“This guy had huge skid marks in his underpants, we’re not talking about a few little lines here, we’re talking major skid marks that could only mean he was shitting himself on that plane,” Jeff Dean, one of the prosecutors in the trial told the court.
The ‘Underpants Bomber’ gave himself away from the smell emanating from his bung hole, and scared passengers who immediately pinned the Islamic fundamentalist down on the cabin’s floor to extract his poopy pants. They were later praised for their quick thinking actions.
“I’ll never forget that day. I was sitting next to this guy and he suddenly started shifting around on his seat, you know like when a dog has butt worms and drags its butt around the floor. Then the smell hit me, he started shouting Allah snack bar stuff and looking all wild eyed. I knew something was wrong, and about a dozen off us got this crazy mofo down and took his underpants off. He had a bomb in there, but the skid marks were huge. I still get nightmares,” Jack Stollof, a passenger on the ill fated flight told the court.

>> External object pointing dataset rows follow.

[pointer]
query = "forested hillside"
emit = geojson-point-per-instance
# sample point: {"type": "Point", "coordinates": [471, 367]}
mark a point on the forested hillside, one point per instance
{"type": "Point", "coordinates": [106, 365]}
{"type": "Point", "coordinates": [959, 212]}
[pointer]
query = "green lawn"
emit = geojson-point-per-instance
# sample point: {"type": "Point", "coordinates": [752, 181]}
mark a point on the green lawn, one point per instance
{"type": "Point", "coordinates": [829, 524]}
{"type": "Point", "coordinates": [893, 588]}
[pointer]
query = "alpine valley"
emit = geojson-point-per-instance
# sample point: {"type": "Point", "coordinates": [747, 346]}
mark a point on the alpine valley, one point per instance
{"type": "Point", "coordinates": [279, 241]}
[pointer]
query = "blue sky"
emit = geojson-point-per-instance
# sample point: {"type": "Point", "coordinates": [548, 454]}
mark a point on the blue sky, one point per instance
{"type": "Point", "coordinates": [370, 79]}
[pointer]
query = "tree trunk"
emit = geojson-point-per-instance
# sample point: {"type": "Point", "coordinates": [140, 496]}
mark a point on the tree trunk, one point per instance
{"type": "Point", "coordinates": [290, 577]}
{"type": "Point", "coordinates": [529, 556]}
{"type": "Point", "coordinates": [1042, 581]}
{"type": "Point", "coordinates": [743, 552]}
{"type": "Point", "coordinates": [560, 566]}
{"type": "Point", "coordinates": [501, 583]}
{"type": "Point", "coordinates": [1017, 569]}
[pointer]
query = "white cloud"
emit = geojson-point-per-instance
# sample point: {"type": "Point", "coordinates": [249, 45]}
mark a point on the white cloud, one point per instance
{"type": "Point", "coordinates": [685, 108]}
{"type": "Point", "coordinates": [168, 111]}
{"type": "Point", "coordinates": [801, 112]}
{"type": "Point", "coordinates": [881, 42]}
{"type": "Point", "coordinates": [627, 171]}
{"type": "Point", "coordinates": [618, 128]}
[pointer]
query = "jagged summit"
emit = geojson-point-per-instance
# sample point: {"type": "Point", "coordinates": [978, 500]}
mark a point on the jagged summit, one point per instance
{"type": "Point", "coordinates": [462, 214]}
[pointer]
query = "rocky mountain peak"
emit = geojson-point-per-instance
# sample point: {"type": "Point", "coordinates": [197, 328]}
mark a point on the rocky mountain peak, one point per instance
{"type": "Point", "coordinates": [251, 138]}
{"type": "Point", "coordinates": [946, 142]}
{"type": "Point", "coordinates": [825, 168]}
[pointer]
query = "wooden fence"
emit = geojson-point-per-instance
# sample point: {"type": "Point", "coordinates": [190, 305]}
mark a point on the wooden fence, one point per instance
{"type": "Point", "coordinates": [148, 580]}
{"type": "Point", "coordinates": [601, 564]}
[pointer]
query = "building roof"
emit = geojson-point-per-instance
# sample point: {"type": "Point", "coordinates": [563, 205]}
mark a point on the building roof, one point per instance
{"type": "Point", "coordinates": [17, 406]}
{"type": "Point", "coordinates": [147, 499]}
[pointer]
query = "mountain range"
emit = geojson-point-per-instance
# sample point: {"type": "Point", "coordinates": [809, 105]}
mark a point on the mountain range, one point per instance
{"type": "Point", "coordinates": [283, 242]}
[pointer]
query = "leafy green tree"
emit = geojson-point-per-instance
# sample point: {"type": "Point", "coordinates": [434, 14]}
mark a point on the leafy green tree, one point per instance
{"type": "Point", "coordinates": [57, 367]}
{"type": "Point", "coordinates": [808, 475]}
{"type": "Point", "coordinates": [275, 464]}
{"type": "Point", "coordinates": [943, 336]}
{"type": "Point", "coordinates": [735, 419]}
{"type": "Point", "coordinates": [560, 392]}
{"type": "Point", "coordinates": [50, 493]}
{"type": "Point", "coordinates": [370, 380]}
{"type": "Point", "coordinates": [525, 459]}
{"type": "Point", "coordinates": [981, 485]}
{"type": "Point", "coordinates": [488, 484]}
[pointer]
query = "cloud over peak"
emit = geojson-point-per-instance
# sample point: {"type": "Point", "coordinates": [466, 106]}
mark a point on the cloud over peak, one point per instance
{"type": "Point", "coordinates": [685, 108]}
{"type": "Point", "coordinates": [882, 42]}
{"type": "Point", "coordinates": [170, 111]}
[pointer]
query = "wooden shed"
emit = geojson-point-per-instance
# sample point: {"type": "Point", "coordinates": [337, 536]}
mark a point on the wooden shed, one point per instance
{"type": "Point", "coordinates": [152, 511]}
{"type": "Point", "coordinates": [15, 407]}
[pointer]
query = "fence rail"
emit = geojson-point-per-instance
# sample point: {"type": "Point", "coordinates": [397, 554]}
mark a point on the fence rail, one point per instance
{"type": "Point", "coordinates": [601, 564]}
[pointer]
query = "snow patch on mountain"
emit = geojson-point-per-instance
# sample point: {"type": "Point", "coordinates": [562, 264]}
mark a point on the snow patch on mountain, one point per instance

No one knows what the outcome of the trial will be but when photographs of the skid marks were shown to the jury and court, there were gasps heard all around.
Famous actor and Scatologist, Tom Cruise, who attended the hearing researching his latest film, told Hollywood Weekly magazine: “When I saw those underpants and their skid marks, I knew that the spirit of N. Ron Hubbub and the Kretans was still alive. It’s as if I could smell the wonder of those klingons right from where I was sitting in the gallery.”